Altra associazione piuttosto evidente è con la Depressione . La co-occorrenza del disturbo post-traumatico da stress (PTSD) e della depressione è stata ampiamente osservata in letteratura. Rytwinski, Scur, Feeny e Youngstrom (2013) hanno riferito che la prevalenza di comorbidità tra PTSD e disturbo depressivo maggiore è del 52% negli adulti. Dati piuttosto significativi sono rilevati anche dalle ricerche su bambini e adolescenti che hanno subito un trauma.

Alti tassi di familiarità con il trauma emergono, inoltre, tra gli individui con i Disturbi Alimentari , con stime che vanno dal 37-100%. Alcune ricerche suggeriscono che gli individui con Disturbi Alimentari che hanno una familiarità con traumi sperimentano una fra le diverse forme di psicopatologia alimentare più grave, oltre a deficit cognitivi, affettivi e interpersonali, che sono più gravi di quelli presenti negli individui con Disturbi Alimentari che non hanno subito traumi.
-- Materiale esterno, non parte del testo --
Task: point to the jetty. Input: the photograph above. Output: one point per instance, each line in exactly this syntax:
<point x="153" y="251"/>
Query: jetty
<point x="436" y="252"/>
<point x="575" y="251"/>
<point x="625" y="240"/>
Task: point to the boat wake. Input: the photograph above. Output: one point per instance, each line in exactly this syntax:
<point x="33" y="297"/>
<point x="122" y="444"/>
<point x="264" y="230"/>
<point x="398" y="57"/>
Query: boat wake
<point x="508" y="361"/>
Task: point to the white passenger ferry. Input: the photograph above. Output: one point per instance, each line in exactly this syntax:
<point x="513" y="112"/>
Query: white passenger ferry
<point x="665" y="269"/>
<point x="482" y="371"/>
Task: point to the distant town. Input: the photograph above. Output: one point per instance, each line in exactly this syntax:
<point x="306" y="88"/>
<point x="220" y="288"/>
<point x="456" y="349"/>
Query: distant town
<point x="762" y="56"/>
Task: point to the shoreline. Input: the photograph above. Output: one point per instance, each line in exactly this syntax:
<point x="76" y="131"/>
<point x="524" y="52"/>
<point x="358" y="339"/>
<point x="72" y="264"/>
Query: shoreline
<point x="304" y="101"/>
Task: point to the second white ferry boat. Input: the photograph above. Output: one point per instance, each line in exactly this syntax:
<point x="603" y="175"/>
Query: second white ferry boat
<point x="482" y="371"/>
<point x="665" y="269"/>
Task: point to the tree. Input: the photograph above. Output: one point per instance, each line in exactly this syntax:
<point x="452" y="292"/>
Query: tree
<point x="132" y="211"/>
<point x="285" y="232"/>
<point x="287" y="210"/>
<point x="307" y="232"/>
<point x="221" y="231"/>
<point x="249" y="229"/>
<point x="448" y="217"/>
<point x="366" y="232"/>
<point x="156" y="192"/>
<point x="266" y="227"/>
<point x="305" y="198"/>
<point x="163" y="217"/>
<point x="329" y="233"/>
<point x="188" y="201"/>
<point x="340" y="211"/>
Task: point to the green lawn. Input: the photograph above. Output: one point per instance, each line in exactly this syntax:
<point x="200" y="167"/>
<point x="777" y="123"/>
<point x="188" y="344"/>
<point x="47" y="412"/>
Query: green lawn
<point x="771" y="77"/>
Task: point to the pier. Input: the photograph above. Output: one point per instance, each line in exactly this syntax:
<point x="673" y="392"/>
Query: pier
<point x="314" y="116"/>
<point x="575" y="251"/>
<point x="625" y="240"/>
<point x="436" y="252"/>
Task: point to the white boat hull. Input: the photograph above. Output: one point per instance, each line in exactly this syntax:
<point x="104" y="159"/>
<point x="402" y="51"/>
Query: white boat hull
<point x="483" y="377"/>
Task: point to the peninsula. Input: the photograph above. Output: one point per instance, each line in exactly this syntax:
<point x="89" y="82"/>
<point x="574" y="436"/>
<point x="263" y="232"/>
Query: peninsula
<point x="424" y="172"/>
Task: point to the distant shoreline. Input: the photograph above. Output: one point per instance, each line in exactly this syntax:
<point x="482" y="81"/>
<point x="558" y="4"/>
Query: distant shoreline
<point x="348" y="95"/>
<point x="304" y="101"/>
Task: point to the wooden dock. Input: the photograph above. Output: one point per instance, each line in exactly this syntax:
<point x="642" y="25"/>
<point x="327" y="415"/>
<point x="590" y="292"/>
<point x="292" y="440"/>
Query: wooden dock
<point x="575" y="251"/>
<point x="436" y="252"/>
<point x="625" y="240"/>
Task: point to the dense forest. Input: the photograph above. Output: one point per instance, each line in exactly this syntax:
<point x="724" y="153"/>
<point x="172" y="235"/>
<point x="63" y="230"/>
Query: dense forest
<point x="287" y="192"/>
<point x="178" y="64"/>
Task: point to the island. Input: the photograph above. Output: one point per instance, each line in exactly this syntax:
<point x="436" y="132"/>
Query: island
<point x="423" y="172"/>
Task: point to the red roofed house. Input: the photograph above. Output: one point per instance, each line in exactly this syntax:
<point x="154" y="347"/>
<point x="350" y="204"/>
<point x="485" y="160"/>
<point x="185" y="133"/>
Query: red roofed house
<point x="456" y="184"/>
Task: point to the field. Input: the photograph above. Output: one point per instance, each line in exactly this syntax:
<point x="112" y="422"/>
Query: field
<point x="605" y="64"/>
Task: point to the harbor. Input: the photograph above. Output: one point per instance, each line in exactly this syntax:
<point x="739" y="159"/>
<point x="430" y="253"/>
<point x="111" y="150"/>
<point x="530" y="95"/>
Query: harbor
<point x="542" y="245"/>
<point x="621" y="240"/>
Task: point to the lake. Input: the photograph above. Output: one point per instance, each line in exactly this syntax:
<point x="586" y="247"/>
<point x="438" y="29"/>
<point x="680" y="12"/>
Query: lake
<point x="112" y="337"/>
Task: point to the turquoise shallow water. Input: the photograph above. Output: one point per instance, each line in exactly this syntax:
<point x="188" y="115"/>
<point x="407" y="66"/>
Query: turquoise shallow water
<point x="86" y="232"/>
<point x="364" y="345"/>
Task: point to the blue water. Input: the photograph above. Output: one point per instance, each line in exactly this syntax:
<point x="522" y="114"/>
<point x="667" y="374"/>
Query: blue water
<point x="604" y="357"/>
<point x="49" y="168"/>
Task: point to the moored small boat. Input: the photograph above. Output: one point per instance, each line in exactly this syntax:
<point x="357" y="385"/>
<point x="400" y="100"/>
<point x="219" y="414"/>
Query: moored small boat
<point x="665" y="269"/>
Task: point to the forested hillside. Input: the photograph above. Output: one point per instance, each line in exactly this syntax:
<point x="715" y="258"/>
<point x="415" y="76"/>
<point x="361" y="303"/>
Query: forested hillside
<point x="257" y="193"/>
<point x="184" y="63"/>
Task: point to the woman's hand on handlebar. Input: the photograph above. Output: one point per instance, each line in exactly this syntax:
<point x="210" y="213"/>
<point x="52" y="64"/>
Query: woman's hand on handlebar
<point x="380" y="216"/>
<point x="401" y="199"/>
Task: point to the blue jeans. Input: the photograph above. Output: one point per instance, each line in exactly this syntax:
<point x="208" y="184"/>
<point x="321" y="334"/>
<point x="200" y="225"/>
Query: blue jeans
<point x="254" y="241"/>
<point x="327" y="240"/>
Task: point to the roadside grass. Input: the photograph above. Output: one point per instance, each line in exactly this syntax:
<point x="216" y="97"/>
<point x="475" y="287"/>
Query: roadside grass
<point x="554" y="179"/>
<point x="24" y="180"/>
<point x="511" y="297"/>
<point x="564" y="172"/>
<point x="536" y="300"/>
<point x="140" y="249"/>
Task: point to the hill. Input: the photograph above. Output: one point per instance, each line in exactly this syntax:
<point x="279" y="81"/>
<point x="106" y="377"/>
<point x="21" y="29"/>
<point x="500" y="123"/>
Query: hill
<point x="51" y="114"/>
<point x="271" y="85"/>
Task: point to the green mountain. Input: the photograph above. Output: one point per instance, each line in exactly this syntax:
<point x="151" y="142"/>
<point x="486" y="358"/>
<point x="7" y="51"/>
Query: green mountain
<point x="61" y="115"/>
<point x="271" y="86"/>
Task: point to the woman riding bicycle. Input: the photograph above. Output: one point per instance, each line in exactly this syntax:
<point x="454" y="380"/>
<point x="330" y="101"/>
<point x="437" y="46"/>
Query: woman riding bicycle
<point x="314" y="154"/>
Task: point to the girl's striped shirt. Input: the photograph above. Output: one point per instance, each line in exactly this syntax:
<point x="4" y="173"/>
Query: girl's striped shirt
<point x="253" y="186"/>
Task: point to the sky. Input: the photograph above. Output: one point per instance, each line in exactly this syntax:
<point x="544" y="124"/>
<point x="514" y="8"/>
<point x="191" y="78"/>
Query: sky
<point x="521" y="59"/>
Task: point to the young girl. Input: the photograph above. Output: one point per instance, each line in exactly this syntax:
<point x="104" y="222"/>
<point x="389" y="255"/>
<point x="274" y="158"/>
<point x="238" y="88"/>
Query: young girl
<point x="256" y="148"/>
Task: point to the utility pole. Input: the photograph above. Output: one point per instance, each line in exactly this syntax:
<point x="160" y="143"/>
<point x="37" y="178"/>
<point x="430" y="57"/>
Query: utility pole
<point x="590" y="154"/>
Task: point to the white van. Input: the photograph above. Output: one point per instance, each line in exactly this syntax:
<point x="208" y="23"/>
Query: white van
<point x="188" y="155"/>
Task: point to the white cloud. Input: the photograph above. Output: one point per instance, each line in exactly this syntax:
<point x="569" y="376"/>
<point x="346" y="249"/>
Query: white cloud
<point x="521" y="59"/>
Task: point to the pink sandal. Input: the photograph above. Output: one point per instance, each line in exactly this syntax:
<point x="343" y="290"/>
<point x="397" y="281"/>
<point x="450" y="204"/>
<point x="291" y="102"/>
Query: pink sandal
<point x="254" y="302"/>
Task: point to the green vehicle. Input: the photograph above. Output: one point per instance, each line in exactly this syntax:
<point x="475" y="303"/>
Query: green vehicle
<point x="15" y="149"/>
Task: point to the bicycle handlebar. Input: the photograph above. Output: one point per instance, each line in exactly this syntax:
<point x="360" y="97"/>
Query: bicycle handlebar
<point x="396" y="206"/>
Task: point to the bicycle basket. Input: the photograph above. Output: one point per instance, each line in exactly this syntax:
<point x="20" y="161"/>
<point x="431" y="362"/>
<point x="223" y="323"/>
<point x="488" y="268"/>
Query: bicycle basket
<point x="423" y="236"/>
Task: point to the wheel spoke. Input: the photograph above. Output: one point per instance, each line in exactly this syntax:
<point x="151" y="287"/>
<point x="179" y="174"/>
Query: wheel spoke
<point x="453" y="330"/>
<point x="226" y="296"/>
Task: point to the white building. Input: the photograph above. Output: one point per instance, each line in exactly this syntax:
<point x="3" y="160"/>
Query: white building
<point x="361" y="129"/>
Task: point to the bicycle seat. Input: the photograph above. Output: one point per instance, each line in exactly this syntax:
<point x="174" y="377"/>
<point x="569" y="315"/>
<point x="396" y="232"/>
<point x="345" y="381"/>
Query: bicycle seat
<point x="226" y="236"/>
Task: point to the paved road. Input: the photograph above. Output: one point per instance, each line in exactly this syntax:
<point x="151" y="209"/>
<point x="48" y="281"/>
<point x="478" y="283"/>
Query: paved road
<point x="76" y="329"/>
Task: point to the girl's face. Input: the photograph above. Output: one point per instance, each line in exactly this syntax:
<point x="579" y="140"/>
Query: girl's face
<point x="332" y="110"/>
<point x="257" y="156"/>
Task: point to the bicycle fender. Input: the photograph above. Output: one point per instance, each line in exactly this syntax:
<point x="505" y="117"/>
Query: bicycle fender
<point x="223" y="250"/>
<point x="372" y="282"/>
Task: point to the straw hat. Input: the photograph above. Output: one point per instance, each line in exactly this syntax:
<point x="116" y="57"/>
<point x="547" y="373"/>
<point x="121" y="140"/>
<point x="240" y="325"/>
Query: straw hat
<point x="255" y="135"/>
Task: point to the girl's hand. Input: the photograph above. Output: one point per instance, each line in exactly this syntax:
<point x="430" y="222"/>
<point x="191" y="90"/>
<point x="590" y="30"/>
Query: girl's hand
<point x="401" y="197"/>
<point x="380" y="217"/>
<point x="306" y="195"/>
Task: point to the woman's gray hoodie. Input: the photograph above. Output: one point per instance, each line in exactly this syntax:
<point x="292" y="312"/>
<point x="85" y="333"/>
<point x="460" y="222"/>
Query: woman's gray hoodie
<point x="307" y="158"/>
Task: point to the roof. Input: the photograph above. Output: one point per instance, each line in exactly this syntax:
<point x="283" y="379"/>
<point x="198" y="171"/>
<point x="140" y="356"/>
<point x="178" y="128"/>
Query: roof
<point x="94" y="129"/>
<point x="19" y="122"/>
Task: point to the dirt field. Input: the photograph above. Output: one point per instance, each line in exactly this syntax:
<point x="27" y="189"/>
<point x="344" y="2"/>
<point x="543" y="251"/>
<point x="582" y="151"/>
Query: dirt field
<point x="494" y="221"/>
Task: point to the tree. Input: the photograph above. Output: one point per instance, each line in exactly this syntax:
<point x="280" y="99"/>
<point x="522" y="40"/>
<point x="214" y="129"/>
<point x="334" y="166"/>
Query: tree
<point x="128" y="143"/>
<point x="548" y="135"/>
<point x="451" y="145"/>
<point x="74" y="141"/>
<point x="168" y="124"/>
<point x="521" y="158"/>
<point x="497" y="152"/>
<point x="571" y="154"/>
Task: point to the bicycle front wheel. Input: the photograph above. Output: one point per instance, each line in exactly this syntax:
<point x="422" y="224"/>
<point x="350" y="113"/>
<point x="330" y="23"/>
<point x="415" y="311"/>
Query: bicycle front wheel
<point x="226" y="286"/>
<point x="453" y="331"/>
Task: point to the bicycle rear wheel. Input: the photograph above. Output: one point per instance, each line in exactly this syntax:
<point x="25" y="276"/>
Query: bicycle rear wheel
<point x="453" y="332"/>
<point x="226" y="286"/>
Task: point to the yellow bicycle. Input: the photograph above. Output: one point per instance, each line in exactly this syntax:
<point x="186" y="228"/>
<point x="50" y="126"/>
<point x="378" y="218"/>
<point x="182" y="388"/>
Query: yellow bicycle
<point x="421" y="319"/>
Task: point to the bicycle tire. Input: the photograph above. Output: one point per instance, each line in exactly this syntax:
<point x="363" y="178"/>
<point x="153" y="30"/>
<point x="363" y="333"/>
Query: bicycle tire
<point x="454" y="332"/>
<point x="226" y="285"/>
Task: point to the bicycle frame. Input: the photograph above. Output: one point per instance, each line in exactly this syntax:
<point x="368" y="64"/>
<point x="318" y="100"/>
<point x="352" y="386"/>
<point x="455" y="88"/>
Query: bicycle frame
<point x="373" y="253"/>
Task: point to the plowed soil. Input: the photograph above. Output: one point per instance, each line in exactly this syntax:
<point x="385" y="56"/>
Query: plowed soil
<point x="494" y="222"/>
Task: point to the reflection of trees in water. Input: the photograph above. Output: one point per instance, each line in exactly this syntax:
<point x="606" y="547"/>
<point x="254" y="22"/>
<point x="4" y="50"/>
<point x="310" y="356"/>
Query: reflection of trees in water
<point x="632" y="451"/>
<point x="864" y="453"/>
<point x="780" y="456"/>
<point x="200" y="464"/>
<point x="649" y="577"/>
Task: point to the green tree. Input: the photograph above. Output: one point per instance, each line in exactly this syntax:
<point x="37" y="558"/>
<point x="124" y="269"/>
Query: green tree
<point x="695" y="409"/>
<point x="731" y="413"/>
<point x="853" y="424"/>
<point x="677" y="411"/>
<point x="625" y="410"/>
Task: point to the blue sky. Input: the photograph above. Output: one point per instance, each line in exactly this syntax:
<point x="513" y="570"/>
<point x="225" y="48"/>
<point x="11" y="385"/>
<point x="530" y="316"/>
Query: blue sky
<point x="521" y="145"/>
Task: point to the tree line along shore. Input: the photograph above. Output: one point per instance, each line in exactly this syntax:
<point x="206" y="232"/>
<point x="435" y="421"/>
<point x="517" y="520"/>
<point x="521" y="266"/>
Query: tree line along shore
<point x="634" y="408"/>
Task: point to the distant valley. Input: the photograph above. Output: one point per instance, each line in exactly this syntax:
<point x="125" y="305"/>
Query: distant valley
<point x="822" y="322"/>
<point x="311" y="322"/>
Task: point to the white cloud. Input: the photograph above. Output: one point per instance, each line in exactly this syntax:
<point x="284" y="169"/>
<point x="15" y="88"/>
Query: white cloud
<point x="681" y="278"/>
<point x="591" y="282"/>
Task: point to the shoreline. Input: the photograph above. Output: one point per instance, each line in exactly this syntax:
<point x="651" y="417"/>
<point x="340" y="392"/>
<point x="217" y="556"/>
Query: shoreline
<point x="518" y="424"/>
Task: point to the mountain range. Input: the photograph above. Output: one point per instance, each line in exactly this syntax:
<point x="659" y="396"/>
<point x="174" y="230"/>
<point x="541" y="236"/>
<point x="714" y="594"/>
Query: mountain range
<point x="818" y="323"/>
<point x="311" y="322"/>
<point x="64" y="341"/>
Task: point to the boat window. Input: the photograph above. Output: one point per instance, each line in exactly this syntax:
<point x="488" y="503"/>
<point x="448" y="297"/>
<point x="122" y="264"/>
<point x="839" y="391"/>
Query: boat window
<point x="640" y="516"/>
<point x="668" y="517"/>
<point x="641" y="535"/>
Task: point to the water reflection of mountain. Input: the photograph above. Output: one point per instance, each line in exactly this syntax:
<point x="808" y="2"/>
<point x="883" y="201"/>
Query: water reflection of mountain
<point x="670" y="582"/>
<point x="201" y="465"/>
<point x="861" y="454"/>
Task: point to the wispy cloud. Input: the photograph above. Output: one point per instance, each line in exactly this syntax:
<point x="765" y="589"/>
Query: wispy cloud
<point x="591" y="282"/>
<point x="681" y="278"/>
I pazienti con Disturbi Alimentari con una familiarità con traumi hanno anche la probabilità di avere una diagnosi secondaria di disturbo post-traumatico da stress (PTSD).

Infine, una categoria particolarmente esposta al PTSD è quella dei pazienti oncologici . A sei mesi dalla diagnosi, il 22% dei pazienti oncologici riporta sintomi di stress post-traumatico. A quattro anni, la percentuale di pazienti che soffrono ancora di questo disturbo si attesta intorno al 6%.